Kara Kâzım Usta
Emir’in okuduğu ilçe çok büyük olmasa da yirmi bine yakın nüfusu vardı. Sevimli bir yerdi burası. Yeşildi üstelik. Kışın çok kar yağıyordu. Ama yurt sıcacık oluyordu. Okula başladığının üçüncü ayıydı galiba. Halil Abi’siyle çarşıya çıkmış ve dolaşıyorlardı. Emir, oyalanacak bir uğraş olmadığı için ufak tefek malzeme alıp hafta sonları yeni şaheserler vücuda getirmeyi planlıyordu. Çarşının biraz ötesinde bir marangoz atölyesine girdiler. Emir, yaşlı ustadan tahta kırıkları falan almayı planlıyordu. Yaşlı adam “ Kimsiniz, necisiniz?” diye sorunca Emir, kısaca merâmını ve nereden geldiğini anlattı. Yaşlı usta Emir’i şöyle bir süzdü. Emir’in ellerini kocaman avucuna koyup inceledi.
- Sen pek köy çocuğuna benzemiyorsun oğul, ellerinde nasır yok senin.
- Buraya gelince oldu ustacığım. Köydeyken hep nasırlı olurdu ellerim. Biraz şehirli oldum galiba.
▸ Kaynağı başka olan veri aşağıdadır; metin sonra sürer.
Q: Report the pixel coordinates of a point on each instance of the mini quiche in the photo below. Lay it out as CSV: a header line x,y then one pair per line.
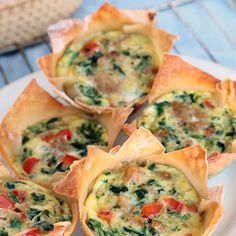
x,y
28,209
40,138
136,191
188,106
109,60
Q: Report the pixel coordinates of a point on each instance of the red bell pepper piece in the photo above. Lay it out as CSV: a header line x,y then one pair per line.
x,y
208,104
29,164
6,202
63,134
191,208
23,216
150,209
105,215
90,48
69,159
174,205
19,194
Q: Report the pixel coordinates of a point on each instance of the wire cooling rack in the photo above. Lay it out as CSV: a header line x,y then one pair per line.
x,y
207,29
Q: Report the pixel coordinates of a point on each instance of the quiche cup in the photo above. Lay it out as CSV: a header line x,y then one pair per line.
x,y
189,106
40,137
138,189
29,209
108,60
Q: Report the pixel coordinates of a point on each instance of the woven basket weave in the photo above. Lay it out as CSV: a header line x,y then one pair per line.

- Bak oğul! Ben yaşlı bir adamım. Ne gözlerim ne de ellerim artık eski hizmetini vermez oldu bu yaşlı adama. Bana, adıyla sanıyla Kara Kâzım derler. Ahşap ev ustasıyım aslında ama eskisi gibi rağbet yok şimdi ahşap evlere. Ben de kendimi kandırıp oyalanmak için şu köhne dükkânı açtım. Ufak tefek tamirat veya çerçeve kapı işleri falan olursa, bin bereket versin, uğraşıyoruz işte. Nicedir yanıma bir adam arıyorum. Hak vâki olur da emâneti sahibine teslim edecek olursak, Mevlâ sormasın niye ilmini kendine sakladın diye. Gerçi sen talebeymişsin ama boş vakitlerinde uğrarsan belki sana devredebilirim bildiklerimi.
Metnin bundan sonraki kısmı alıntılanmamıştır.